Styx was revered by the Olympians because she helped Zeus in his victory over the Titans, even though she was married to the Titan Pallas.  If an oath was sworn in her name, it bound the gods to their promise.  Ghosts floated over the gray waters, and corpses of those who had not paid their fare into the underworld floated along beside the boat of Charon, begging to be let on, as it carried the souls of those who did pay.  Charon was restricted from helping unpaid souls. 

When Psyche was sent to the Underworld on an untold mission by Venus, three women were deceivingly placed on the banks as Psyche got off the boat.  They pretended to weave clothing and asked for assistance.  Psyche resisted their persuasion and escaped the Underworld.  Orpheus and Aeneas were two others who had triumphed in crossing the river and rejoining the land of the living.  Aeneas was instructed by the Cumaean Sibyl to arrive at the Golden Bough so he could return from the Underworld. 

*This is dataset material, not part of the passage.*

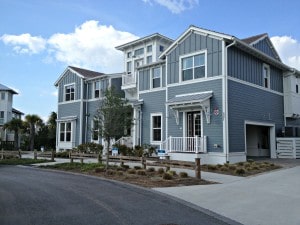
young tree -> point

Extra Notes: The Ferryman, Charon

Charon was a rugged, elderly man who required a certain sum of money for every trip down the river in his ramshackle boat to the Underworld.  Any man stricken with poverty was forced to wander miserable, cold and aimless, on the banks of the river for eternity.  Bodies were usually buried with a coin under each eyelid in ancient Greece, to ascertain safe travels in the afterlife.  Charon was sometimes shown as a demon with wings that held a double hammer, and Dante, a medieval writer, told of Charon in his poem the Divine Comedy as the first being encountered on the trip to hell.